[A23] Uncovering the pathophysiology of suicide attempt by genomic and systems biology approaches

Author(s): Kyle A. Sullivan, Oak Ridge National Laboratory, Computational and Predictive Biology, Oak Ridge, TN; David Kainer, Oak Ridge National Laboratory, Computational and Predictive Biology, Oak Ridge, TN; Xuejun Qin, Duke University School of Medicine, Duke University, Durham, NC; Durham Veterans Affairs Medical Center, Durham, NC; Jennifer Lindquist, Duke University School of Medicine, Duke University, Durham, NC; Durham Veterans Affairs Medical Center, Durham, NC; Nathan A. Kimbrel, Duke University School of Medicine, Duke University, Durham, NC; Durham Veterans Affairs Medical Center, Durham, NC; Daniel Jacobson, Oak Ridge National Laboratory, Computational and Predictive Biology, Oak Ridge, TN //

ABSTRACT: Suicidal behavior comprises a complex psychiatric disorder and little evidence to date has identified significant genetic risk factors for suicidality. We therefore used a cross-ancestry, genome-wide association study (GWAS) to identify the causative genetic loci underlying suicide attempts using data from the Veterans’ Affairs (VA) Million Veteran Program (MVP).
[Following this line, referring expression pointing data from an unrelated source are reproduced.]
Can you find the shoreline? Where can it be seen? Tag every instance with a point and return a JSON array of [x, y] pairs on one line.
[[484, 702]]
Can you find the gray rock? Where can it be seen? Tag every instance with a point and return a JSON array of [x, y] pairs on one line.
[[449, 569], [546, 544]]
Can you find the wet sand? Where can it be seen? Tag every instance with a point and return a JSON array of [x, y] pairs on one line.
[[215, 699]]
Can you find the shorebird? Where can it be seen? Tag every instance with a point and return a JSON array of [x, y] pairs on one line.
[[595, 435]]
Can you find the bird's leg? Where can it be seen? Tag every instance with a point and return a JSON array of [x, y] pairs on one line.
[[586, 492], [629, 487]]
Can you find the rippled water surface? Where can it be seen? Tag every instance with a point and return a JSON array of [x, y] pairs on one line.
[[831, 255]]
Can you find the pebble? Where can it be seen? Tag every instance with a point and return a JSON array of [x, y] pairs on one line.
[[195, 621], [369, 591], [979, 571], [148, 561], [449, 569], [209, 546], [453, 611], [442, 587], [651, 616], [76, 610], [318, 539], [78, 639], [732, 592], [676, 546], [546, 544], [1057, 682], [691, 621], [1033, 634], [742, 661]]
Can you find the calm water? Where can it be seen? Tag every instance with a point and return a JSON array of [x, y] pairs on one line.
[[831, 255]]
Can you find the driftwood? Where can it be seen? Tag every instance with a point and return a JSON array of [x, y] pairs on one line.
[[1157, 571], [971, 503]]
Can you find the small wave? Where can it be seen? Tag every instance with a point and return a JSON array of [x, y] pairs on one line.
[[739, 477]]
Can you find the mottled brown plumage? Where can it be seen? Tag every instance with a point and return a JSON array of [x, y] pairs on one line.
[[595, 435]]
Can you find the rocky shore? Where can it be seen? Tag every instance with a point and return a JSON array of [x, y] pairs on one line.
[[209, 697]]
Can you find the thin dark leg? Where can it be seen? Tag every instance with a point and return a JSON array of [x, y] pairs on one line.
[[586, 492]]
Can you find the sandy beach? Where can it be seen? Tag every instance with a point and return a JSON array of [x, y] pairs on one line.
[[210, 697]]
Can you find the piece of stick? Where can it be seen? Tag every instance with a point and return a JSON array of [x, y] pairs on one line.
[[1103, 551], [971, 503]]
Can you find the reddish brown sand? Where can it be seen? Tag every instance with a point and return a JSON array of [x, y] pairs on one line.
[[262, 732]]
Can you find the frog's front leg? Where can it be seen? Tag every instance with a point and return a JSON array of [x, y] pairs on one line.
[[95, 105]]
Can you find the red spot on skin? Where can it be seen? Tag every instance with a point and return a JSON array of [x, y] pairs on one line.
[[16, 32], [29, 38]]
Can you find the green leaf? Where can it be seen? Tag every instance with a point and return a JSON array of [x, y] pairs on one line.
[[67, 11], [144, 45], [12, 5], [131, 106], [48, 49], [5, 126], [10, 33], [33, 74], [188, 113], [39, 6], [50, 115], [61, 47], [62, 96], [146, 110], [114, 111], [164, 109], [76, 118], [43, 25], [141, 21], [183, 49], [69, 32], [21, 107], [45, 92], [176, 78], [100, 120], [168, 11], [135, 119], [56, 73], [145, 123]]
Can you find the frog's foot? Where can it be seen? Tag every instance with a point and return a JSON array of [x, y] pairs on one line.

We identified 14,829 cases of non-fatal and fatal suicide attempts using a combination of electronic health record data from the VA Corporate Data Warehouse (CDW), Suicide Prevention Application Network (SPAN) database, and CDW Mental Health Domain; 410,464 subjects with no history of suicidal behavior were used as controls. Using genetic variants identified by GWAS, we assigned these variants to genes using H-MAGMA, a cutting-edge genomics approach used for assigning variants to genes based on Hi-C chromatin conformation data. We then used a novel systems biology, graph-driven approach (Random Walk with Restart Filter; RWR-Filter) to determine which variants, genes and associated biological pathways were dysregulated in veterans with a history of suicide attempt. RWR-Filter accurately distinguished genes contributing to suicide attempt pathophysiology from GWAS, including causative genetic variants that did not reach traditional thresholds (e.g., p-values < 1e-5) contributing to this psychiatric disorder. Furthermore, our approach provided mechanistic insight into multiple biological pathways underlying suicidal behavior that have been implicated in other psychiatric and neurological disorders, including dopaminergic signaling, microtubule dynamics, and the SWI/SNF chromatin remodeling complex. Our RWR-Filter method combined with our GWAS results may thus provide important clinical insights into the neurobiological pathways underlying suicidal behavior and putative drug targets for combating this neuropsychiatric disorder.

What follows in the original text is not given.